Will Develop Technology For New Re-Ignitable Upper Stages
Astrium has been awarded a contract by the European Space
Agency (ESA) to develop key technologies for new re-ignitable upper
stages for new launchers. Under the two-year contract, worth about
$25 million, Astrium will develop advanced technologies that will
play a major role in enabling the engines of the cryogenic upper
stages (fuelled by liquid hydrogen and oxygen) to be re-ignited.
The project is called CUST (Cryogenic Upper Stage Technologies) and
is issued under the framework of the Future Launchers Preparatory
Programme (FLPP) of ESA. The work will focus particularly on fuel
management in the state of zero-gravity and on the thermal
insulation of the fuel tanks filled with cryogenic fuel.
"It will be a huge challenge to develop the technologies needed
to supply fuel to the engine after a period of weightlessness, but
they are a vital necessity if we want to make more powerful and
flexible launch vehicles. A re-ignitable engine is also an
essential requirement for certain types of space missions like
placing satellites more effectively in their orbits or trajectories
towards 'exotic' destinations, like a Lagrangian point or a
planet," said Thomas Renk, head of the CUST project at Astrium.

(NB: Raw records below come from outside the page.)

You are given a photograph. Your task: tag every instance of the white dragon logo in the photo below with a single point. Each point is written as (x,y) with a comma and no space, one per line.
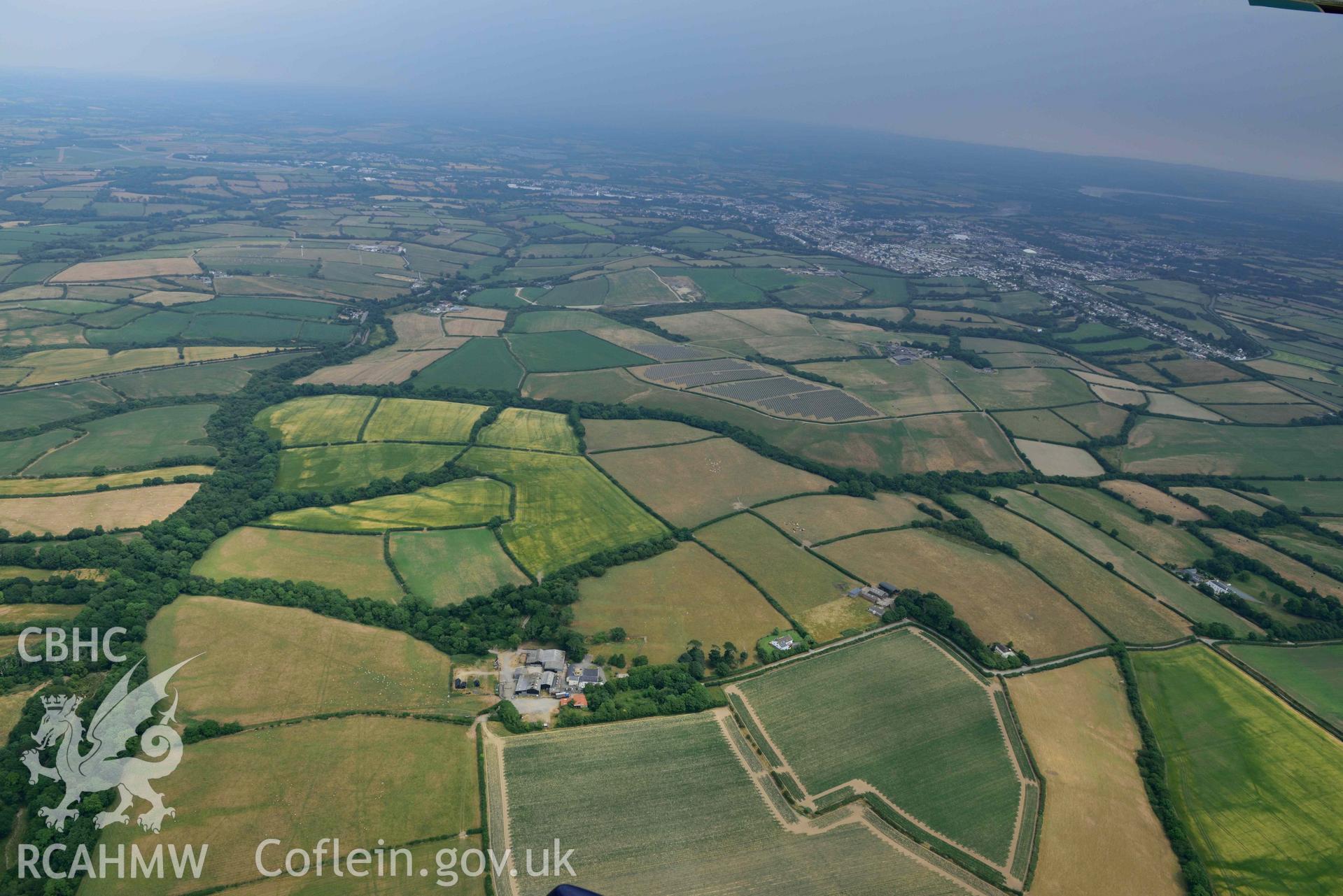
(101,769)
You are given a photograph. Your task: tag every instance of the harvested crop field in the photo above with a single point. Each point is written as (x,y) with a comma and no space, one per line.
(998,597)
(465,502)
(422,332)
(257,663)
(132,439)
(685,374)
(131,270)
(530,429)
(451,565)
(337,783)
(27,613)
(613,435)
(1154,499)
(480,364)
(653,834)
(352,564)
(935,716)
(113,510)
(813,592)
(1220,498)
(1259,786)
(470,326)
(1158,446)
(317,419)
(565,509)
(895,390)
(1125,611)
(1158,541)
(414,420)
(73,485)
(377,368)
(1139,570)
(1311,675)
(818,518)
(668,600)
(1281,564)
(1100,834)
(1059,460)
(947,441)
(325,467)
(696,482)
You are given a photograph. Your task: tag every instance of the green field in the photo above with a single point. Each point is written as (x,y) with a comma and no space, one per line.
(219,378)
(465,502)
(1018,387)
(412,420)
(39,407)
(352,564)
(337,783)
(1189,447)
(1312,675)
(813,592)
(999,599)
(833,727)
(818,518)
(530,429)
(697,482)
(1132,567)
(480,364)
(1044,425)
(565,350)
(1158,541)
(451,565)
(565,509)
(656,833)
(328,467)
(1259,786)
(133,439)
(668,600)
(17,454)
(317,419)
(1321,497)
(1130,615)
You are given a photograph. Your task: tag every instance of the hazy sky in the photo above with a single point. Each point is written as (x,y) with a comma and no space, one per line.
(1211,82)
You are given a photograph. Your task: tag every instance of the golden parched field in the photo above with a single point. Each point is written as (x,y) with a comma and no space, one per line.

"Our experts in Astrium have the necessary know-how, based on many
years of experience with the whole family of Ariane 5 upper stages,
and this new contract will enable them to preserve and extend this
know-how for future applications."
One of the main challenges of designing a re-ignitable cryogenic
upper stage, powered by liquid hydrogen and oxygen fuel and
operating in a zero-gravity environment, is that of maintaining the
fuel in a liquid state. Above a certain temperature, the liquid
turns to gas and there is a risk that the fuel will evaporate.

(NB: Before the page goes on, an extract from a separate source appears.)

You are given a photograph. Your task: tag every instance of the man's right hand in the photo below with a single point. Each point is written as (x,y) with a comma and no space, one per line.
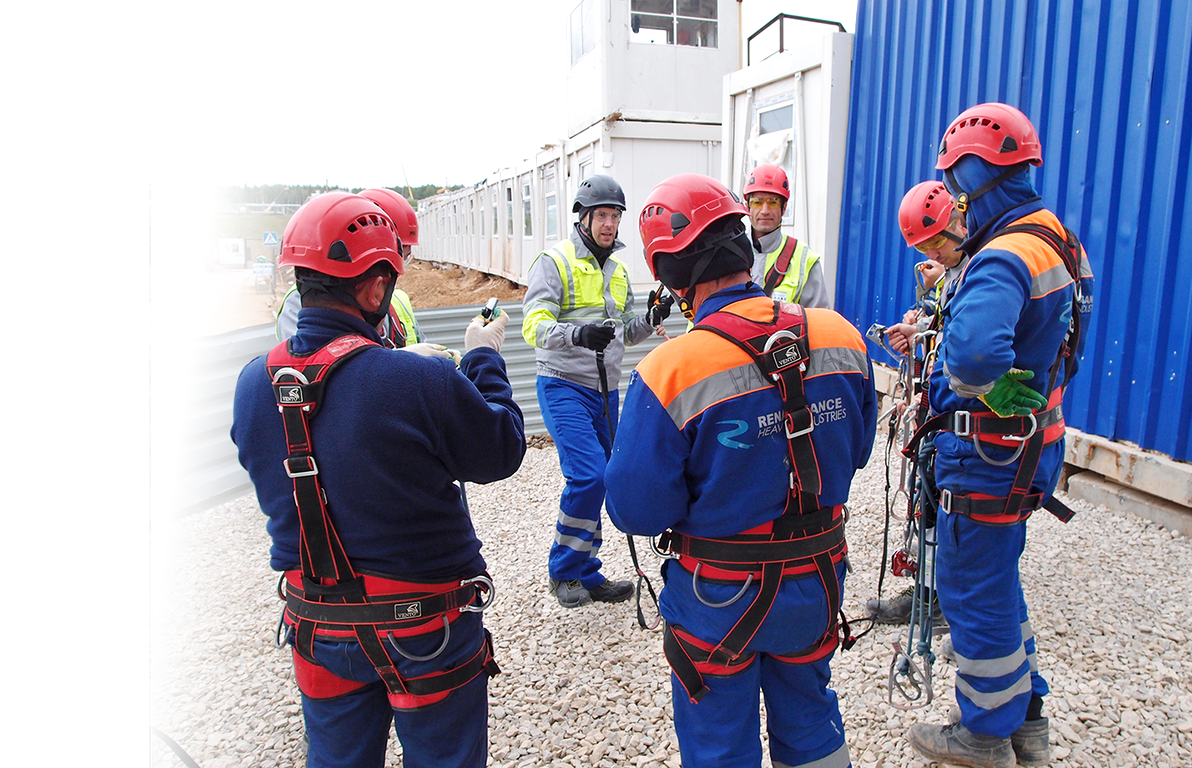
(490,335)
(595,336)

Another major challenge is that of directing the fuel to the place
where it is needed, namely the feed lines to the engine.
To remain in its liquid state, oxygen has to be cooled to below
minus 183 degrees Celsius, while hydrogen requires the even lower
temperature of minus 253 degrees Celsius. The widely fluctuating
"outside" temperatures in space, due to variations in the intensity
of solar radiation, make it very difficult to keep these highly
volatile substances in their liquid state over an extended period
of time. Innovative insulation concepts are being developed for the
fuel tanks and the upper stage itself, to minimize unwanted heat
transfer to the fuel.
Another challenge to be solved relates to the zero-gravity
environment in which the rocket stage resides after the engine has
been switched off, causing the liquid fuel to float at random
inside the tank. Specific technologies need to be developed to
ensure that the fuel will be immediately available at the feed line
to the engine when the engine is re-ignited.
To support this work, two experiments relating to cryogenic fuel
management will be launched in 2011 onboard the Texus sounding
rocket, as part of the Texus/Maxus programme that Astrium in
cooperation with German Aerospace Center (DLR) has been operating
from Kiruna in northern Sweden for over 30 years.